Erdoğan’ın bu formülü geniş kesimler üzerinde temel olarak iki nedenle hala işliyor. Birincisi, resmi düzeyde bu kitleyi aşağılamanın hafızası hala çok taze. Başörtüsü yasağını hatırlamamız yeter. İkincisi, resmi düzeyde artık olmasa da, toplumsal ilişkiler düzeyinde, çoğu CHP’li olan şehirli seküler kesimlerin AKP’lileri kendileriyle hiçbir şekilde eşdeğer görmedikleri ve hala aşağıladıklarını görüyoruz, duyuyoruz. Bu iki faktör, Erdoğan gibi bir lidere müthiş bir cephane sağlıyor, tükenmeyen, sürekli kendini yenileyen bir cephane.
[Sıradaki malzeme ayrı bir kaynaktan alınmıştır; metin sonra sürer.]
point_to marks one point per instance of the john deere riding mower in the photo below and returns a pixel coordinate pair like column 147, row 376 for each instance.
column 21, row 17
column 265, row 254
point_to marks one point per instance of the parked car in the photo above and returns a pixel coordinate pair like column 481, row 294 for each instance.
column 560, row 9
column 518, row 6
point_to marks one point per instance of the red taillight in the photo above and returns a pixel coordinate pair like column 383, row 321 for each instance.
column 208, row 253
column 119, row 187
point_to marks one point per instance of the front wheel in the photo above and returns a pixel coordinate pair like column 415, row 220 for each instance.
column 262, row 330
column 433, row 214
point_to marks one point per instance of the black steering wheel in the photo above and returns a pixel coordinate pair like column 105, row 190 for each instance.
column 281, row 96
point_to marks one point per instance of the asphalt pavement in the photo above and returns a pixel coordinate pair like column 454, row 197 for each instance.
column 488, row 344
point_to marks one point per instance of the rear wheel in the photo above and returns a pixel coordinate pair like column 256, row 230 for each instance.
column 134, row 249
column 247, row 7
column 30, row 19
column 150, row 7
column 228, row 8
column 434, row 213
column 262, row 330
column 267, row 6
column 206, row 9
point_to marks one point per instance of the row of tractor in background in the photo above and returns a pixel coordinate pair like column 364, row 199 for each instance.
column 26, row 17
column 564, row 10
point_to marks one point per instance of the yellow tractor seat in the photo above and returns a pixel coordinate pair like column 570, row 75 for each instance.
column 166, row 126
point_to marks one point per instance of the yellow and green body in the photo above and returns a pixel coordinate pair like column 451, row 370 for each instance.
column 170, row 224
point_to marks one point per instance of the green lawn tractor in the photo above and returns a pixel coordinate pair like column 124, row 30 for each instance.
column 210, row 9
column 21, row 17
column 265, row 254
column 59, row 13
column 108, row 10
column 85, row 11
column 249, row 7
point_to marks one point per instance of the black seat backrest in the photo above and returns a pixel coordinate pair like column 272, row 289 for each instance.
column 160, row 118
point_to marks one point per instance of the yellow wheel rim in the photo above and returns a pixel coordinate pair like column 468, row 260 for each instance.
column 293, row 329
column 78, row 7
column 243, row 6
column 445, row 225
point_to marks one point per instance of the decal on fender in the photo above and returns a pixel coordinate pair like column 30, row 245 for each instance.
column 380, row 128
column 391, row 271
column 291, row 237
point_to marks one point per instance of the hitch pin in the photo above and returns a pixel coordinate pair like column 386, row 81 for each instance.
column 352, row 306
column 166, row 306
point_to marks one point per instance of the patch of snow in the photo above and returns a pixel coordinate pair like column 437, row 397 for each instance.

Dolayısıyla, Erdoğan 12 yıldır iktidarda olmasına rağmen, her zaman kendini ve destekçilerini mutlak mağdur konumuna yerleştirebiliyor ve kendisi, partisi ve geniş halk kesimleri arasında güçlü bir mağdurlar dayanışması kurup hasadını toplayabiliyor.
Sonuç
Eğer böyleyse, sosyo-politik dönüşüm hedefleyen radikal demokrat, sol bir muhalefet bu konuda ne yapabilir? İlk olarak, hakikatten ve hakikat talebinden vazgeçemez. Bu toplumun örselenmiş hakikat duygusunu tamir etmeye aday olur ve bu işin uzun vadeli bir iş olduğunu hiç unutmaz. İkincisi, hakikat arıyormuş gibi yapmasına rağmen, aslında hakikat manipülasyonu yapanlardan uzak durur. Üçüncüsü, hangi sosyal kimliğe ve hangi siyasi görüşe sahip olursa olsun, insanları aşağı görmez, horlamaz; eşdeğer ve saygıdeğer olarak görür.